177

177
Date: 2024
177-screen-shot

Japan

177 was a side-scrolling arcade game developed and published by Macadamia Soft, and released in 1986 for the NEC PC-8801 system. The game’s title references the paragraph in the Japanese criminal code that prohibits rape, ironically naming a game centrally focused on this violence. In 177, the player controls a male protagonist who chases a female character around a circuit, attempting to catch and rape her. Hedges and dogs function as obstacles for the player, who can throw rocks at the fleeing woman to slow her down. The player loses if the woman reaches her home. If she is caught by the protagonist, the side-scrolling arcade mode shifts to a stationary overview of a rape, during which the player must press various buttons in order to sexually satisfy the woman. If he is successful they are married; if he fails, he is arrested by the police.

177 followed the success of other sexually focused Japanese video games, beginning with Night Life (1982, Kōei), the first commercially available erotic game that was marketed as a sex manual for couples. Further eroge (or bishōjo, pornographic video games) titles followed, including Lolita Syndrome (1983, Enix) and My Lolita (1984, Kōei), a medical simulation involving the undressing of a young girl. 177 sparked controversy as the first commercially available game centred on rape, leading to its recall and re-release with the most controversial scenes removed. The game was introduced to the House of Representatives of the Japanese National Diet on 10 October, 1986 by Komeito political advisor Kusakawa Shôzô and led to a recommendation from Japan’s Ministry of International Trade and Industry (METI) in 1986 that the computer industry self-regulate its products (Pelletier-Gagnon & Picard 2015). Although no classification authority was immediately established, Japan subsequently witnessed the infamous case of Tsutomu Miyazaki, “the Otaku Murderer”, who gruesomely murdered and sexually abused four Japanese children from 1988-89. Tristan Donovan (2010, 157) writes that, “Miyazaki’s hideous crimes provoked national outrage and stirred up a wider moral panic about the otaku”, a term used to characterise Japanese people with obsessive interests, usually related to manga and anime.
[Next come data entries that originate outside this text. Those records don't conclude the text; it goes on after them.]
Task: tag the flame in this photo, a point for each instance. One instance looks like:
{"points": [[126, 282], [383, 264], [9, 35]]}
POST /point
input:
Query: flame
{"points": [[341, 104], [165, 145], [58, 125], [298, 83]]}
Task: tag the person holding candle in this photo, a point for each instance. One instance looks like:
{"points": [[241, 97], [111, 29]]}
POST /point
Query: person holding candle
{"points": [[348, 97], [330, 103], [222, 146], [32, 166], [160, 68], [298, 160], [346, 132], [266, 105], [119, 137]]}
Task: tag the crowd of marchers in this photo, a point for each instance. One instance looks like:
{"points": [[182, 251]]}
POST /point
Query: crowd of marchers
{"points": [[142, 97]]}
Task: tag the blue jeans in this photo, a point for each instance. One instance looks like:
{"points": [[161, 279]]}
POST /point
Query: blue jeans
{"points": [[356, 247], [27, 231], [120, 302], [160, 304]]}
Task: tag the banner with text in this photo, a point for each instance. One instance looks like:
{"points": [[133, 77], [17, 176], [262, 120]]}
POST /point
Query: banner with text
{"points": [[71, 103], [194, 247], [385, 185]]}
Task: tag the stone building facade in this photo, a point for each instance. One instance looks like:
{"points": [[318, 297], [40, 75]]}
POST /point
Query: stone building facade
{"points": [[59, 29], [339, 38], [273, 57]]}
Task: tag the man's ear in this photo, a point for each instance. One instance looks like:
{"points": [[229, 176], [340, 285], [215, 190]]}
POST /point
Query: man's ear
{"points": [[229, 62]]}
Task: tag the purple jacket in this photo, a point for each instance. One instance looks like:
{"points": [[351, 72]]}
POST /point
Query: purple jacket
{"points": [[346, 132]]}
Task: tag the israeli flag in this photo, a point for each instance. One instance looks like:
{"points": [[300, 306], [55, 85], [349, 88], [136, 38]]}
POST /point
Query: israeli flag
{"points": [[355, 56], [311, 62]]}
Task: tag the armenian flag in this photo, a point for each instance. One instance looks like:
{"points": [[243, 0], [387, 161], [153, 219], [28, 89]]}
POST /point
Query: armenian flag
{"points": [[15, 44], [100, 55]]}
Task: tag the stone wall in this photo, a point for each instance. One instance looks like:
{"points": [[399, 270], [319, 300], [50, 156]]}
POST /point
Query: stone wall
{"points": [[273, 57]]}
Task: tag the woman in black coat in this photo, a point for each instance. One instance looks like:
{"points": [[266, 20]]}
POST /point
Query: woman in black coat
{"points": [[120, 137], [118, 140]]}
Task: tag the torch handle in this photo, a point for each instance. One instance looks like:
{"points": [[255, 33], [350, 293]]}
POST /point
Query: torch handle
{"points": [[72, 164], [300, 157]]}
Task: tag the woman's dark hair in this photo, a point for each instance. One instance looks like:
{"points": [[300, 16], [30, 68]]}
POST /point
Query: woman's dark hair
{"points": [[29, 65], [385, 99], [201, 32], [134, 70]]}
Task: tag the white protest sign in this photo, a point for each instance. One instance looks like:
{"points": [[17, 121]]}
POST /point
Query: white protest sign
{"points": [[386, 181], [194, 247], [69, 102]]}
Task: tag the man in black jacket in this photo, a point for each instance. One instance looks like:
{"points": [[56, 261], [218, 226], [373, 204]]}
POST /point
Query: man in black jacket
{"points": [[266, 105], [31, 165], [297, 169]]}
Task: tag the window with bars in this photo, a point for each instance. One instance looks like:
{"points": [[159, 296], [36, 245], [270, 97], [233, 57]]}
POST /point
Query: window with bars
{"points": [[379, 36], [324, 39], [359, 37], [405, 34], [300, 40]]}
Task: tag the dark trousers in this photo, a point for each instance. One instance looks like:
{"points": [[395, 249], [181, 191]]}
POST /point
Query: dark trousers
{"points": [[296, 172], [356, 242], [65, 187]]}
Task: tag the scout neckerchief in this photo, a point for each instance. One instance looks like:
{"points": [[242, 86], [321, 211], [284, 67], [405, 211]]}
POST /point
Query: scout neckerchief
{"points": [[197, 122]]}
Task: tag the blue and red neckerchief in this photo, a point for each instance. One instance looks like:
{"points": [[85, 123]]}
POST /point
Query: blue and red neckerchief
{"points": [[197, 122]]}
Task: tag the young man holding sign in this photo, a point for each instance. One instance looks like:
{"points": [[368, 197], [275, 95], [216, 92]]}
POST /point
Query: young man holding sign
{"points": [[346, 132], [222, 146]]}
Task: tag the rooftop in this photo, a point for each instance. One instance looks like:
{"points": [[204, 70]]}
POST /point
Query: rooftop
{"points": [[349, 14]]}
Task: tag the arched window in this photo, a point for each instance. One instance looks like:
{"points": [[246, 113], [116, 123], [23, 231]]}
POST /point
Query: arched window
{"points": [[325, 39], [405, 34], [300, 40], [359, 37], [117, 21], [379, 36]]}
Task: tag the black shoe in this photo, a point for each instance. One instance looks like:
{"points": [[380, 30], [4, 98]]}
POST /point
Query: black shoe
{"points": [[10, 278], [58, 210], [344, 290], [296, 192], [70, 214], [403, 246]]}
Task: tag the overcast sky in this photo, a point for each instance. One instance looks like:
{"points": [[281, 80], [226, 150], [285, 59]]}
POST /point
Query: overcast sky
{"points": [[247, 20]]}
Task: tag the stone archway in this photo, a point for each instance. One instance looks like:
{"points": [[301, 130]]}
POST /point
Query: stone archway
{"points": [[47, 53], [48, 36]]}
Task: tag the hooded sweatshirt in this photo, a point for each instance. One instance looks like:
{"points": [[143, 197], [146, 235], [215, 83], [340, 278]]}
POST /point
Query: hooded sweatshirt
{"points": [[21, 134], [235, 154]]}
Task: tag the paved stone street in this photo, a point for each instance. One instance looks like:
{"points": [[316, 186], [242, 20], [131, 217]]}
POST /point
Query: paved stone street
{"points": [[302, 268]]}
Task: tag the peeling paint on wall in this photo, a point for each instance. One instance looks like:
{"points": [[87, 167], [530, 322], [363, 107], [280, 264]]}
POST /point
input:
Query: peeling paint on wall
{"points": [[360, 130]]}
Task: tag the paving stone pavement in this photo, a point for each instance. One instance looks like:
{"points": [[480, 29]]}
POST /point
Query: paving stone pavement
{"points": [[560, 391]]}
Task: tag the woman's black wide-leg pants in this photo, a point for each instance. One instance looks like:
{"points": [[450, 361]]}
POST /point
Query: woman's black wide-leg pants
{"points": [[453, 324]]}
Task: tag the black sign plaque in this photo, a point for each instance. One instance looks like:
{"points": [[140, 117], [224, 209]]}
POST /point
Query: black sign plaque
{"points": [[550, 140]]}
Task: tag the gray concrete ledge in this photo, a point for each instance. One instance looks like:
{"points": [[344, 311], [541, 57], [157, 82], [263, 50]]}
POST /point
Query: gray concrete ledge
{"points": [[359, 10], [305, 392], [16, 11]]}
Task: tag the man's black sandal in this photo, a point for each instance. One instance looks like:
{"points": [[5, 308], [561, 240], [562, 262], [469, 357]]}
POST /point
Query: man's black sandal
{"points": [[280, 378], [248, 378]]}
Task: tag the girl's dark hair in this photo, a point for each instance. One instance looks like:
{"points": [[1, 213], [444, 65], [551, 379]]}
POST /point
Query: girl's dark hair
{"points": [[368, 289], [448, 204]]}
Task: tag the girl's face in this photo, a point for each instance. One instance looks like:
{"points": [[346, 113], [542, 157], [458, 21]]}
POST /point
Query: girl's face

Preceding the establishment of the Entertainment Software Review Board in the United States, bishōjo game producers established a content regulator in 1992, named the Computer Software Rinri Kiko, or the Ethics Organisation of Computer Software (EOCS). Donovan (2010, 157) writes that “The Computer Software Rinri Kiko’s first act was to restrict games featuring incest, bestiality and paedophilia”. – Liam Grealy

Further reading:

– Donovan, T. (2010). The history of video games. Yellow Ant: East Sussex.
– Pelletier-Gagnon, J. & M. Picard. (2015). Beyond Rapelay: Self-regulation in the Japanese erotic video game industry. In M. Wysocki & E.W. Lauteria (eds) Rated M for mature: Sex and sexuality in video games, (pp. 28-41). Bloomsbury Publishing: New York.